Question

A long circular tube of length $10m$ and radius $0.3m$ carries a current $I$ along its curved surface as shown. A loop created of wire of radius $0.1m$ and a resistance $0.05\mathrm{\Omega }$ has been kept inside the tube with its axis coinciding with the axis of the tube. The current varies as $I=I_{0}cos(300t)$ where $I_0$ is constant. If the magnetic moment of the loop is $N{\mu }_0{I}_{0}sin(300t)$, then ${}^{\prime }{N}^{\prime }$ is
$\begin{array}{rl}& A.6\\ & B.7\\ & C.8\\ & D.9\end{array}$

Answer 1

Hint: The first step should be to find out the magnetic field inside the circular tube due to the current flowing along its curved surface.
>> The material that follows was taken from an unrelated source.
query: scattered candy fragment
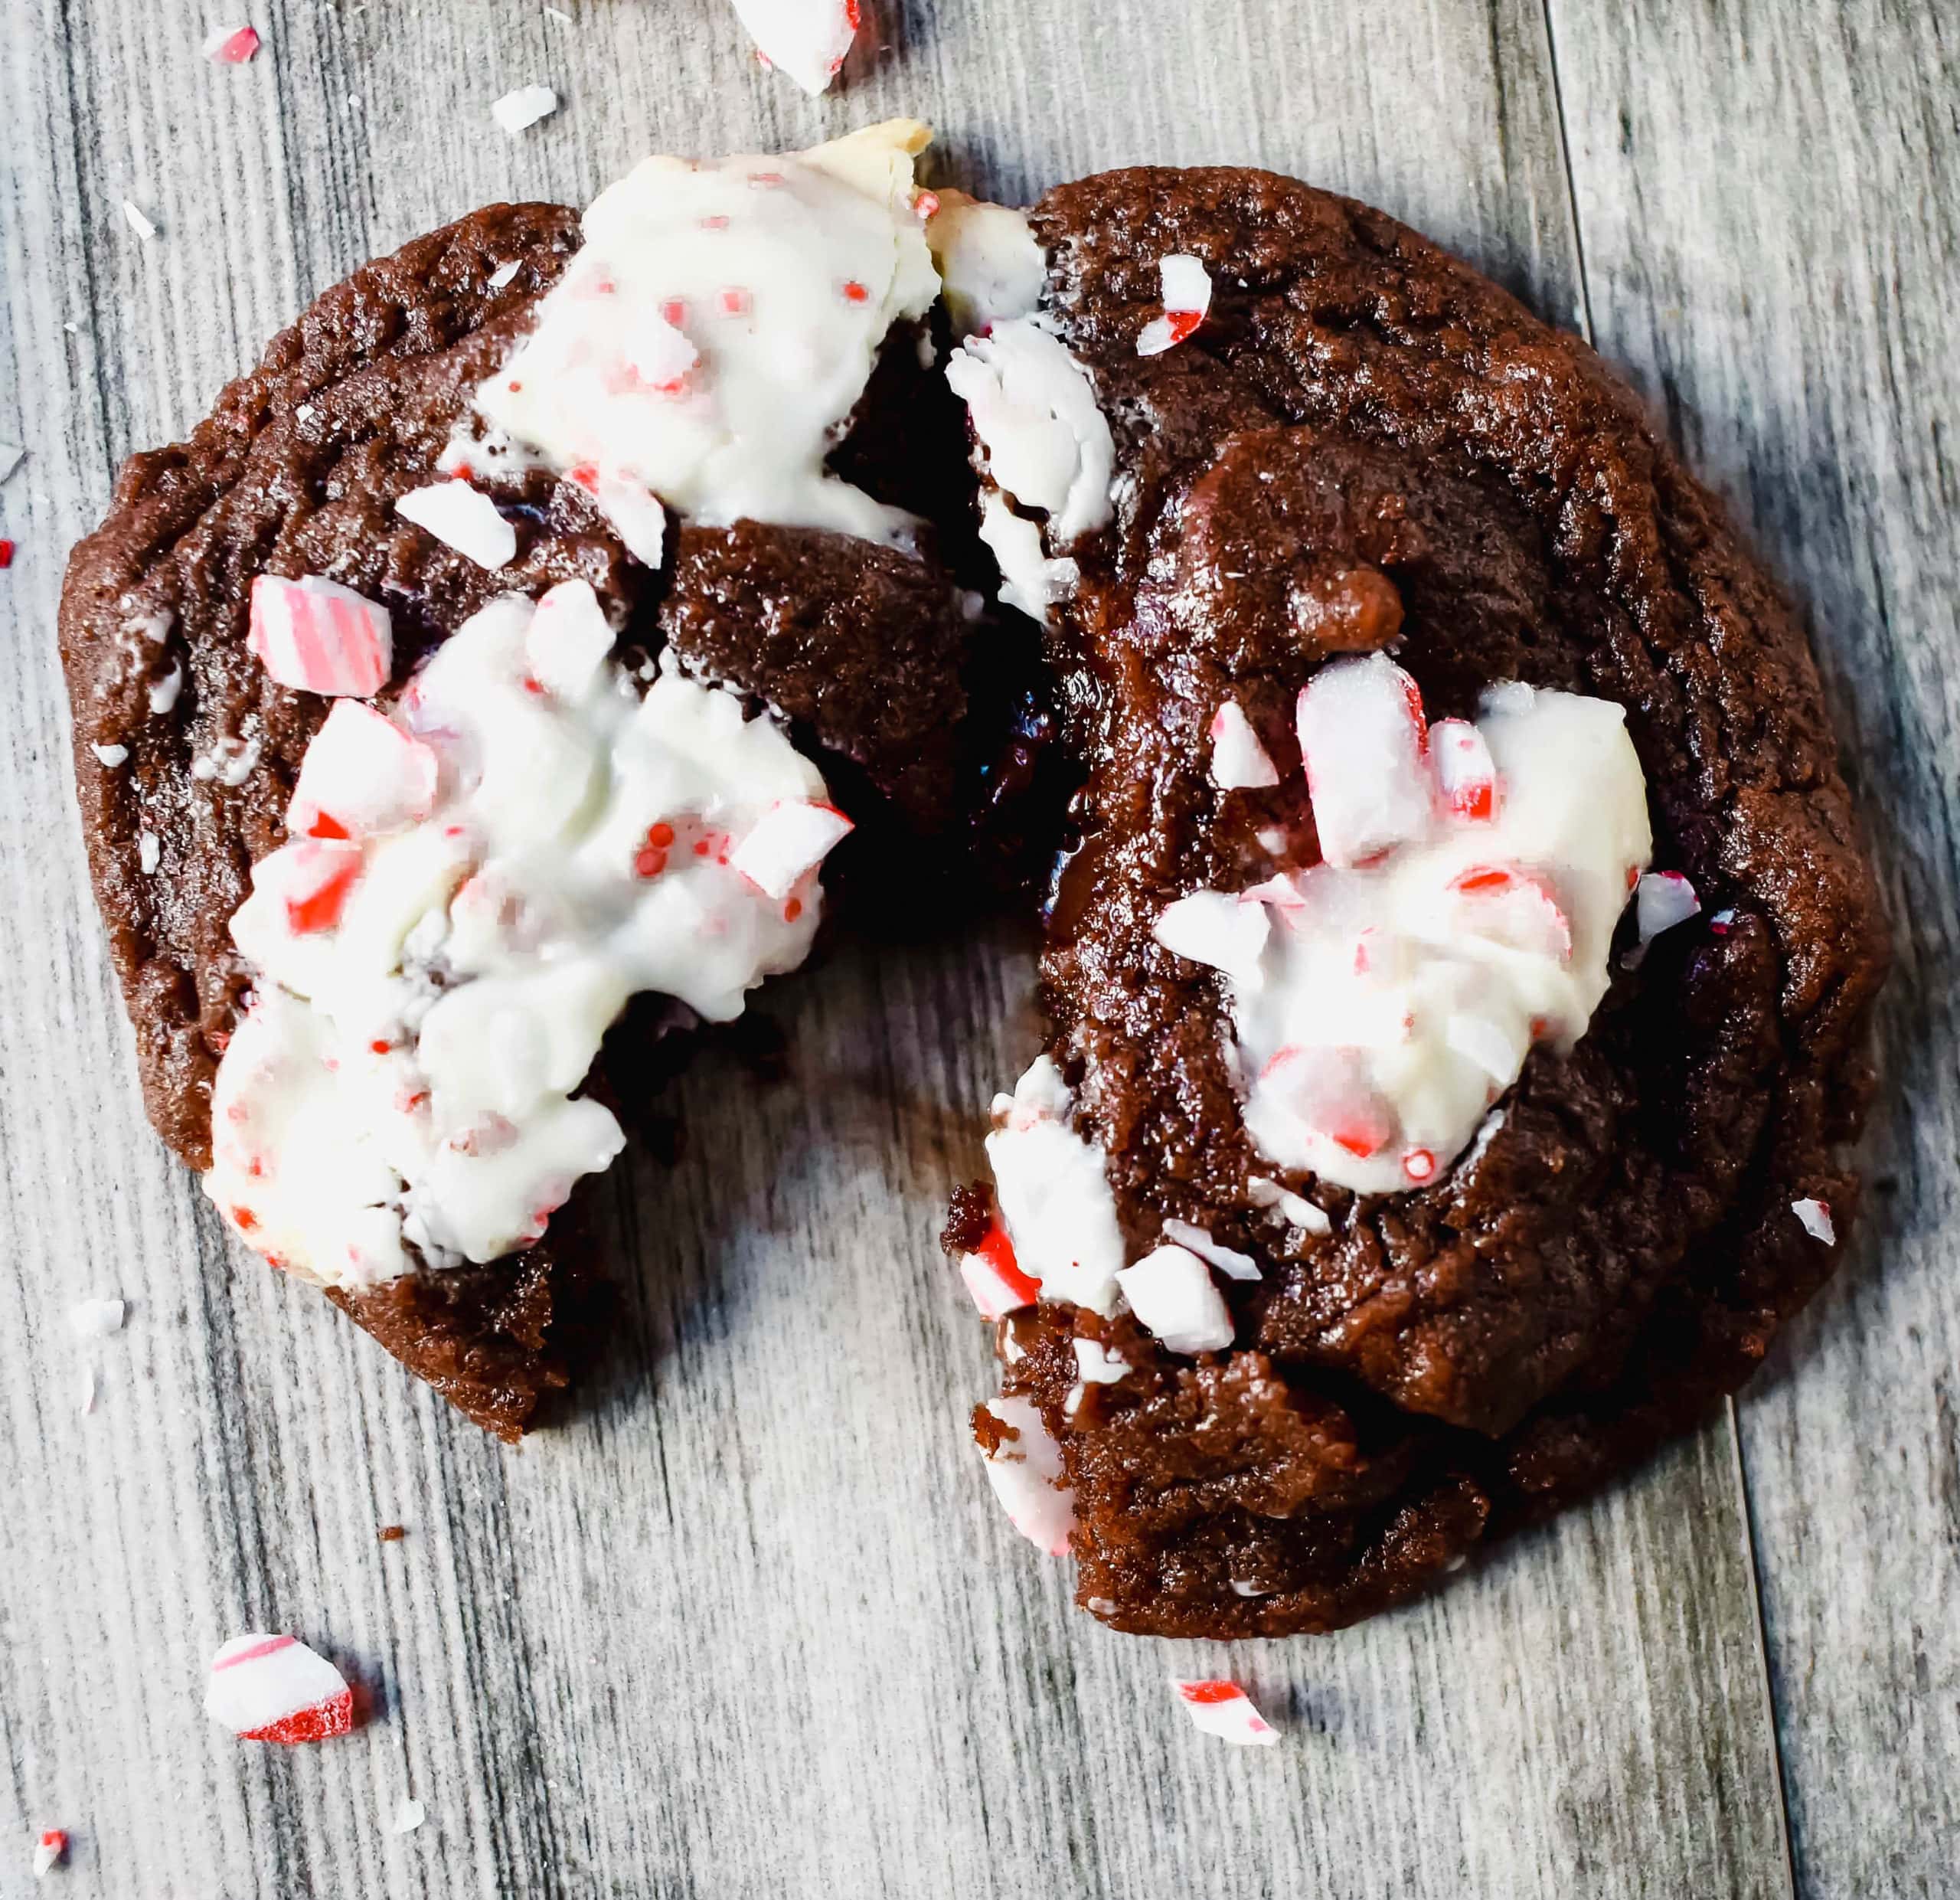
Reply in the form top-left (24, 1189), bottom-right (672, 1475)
top-left (1137, 253), bottom-right (1213, 357)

Then, from that value of magnetic field, we can calculate the flux linking the wire loop. With the flux, we can calculate the emf induced and then we will get the current induced in it by dividing the emf by the loop resistance. Then, by using the magnetic moment formula we will get the answer.
Formula used:
Magnetic field inside the tube,
$B={\displaystyle \frac{{\mu }_{0}I}{L}}$
Flux linked in a wire loop,
$\varphi =B\pi r^2$
Emf induced,
$\epsilon ={\displaystyle \frac{d\varphi }{dt}}$
Magnetic moment,
$M=\pi I{r}^2$

Complete answer:
We have been given that the length, $L$ and radius, $R$ of the circular tube is $10m$ and $0.3m$ respectively. The current flowing through its curved surface is $I$, which varies as $I=I_{0}cos(300t)$ with $I_0$ being a constant.
Now, using the Ampere’s circuital law, the magnetic field inside the tube can be written as
$B={\displaystyle \frac{{\mu }_{0}I}{L}}$,
And also, the flux linking the wire loop will be
$\varphi =B\pi r^2$
Where $r$ be the radius of the wire loop placed inside the tube.
So,
$\varphi ={\displaystyle \frac{{\mu }_{0}I}{L}}\pi r^2={\displaystyle \frac{{\mu }_0\pi r^2{I}_{0}cos300t}{L}}$
Since, induced emf in a loop is given by,
$\epsilon ={\displaystyle \frac{d\varphi }{dt}}=-{\displaystyle \frac{d}{dt}}\left({\displaystyle \frac{{\mu }_0}{L}}\pi r^2{I}_{0}cos300t\right)$
$⟹\epsilon ={\displaystyle \frac{{\mu }_0\pi r^2{I}_{0}300sin300t}{L}}$
Therefore, current induced in the loop will be,
$i={\displaystyle \frac{\epsilon }{r^{\prime }}}$
Where $r^{\prime }$ is the resistance of the loop.
$\therefore i={\displaystyle \frac{{\mu }_0\pi r^2{I}_{0}300sin300t}{L{r}^{\prime }}}$
Since, magnetic moment of the loop is given by,
$M=\pi I{r}^2$
$\Rightarrow M={\displaystyle \frac{300{\pi }^2{r}^4{\mu }_0{I}_{0}sin300t}{L{r}^{\prime }}}$
Now, let us substitute the given values and taking
${\pi }^2=10$
$\Rightarrow M={\displaystyle \frac{300\times 10\times (0.1{)}^4}{10\times 0.005}}{\mu }_0{I}_{0}sin300t=6{\mu }_0{I}_{0}sin300t$
Comparing this term with the one given in the question, we get
$N=6$

So, the correct answer is “Option A”.

Note:
 Initially, there is no current flowing in the wire loop. The magnetic field produced by the circular tube will induce an emf inside the loop and because of that, there will be current. The value of emf can vary with the position of the loop.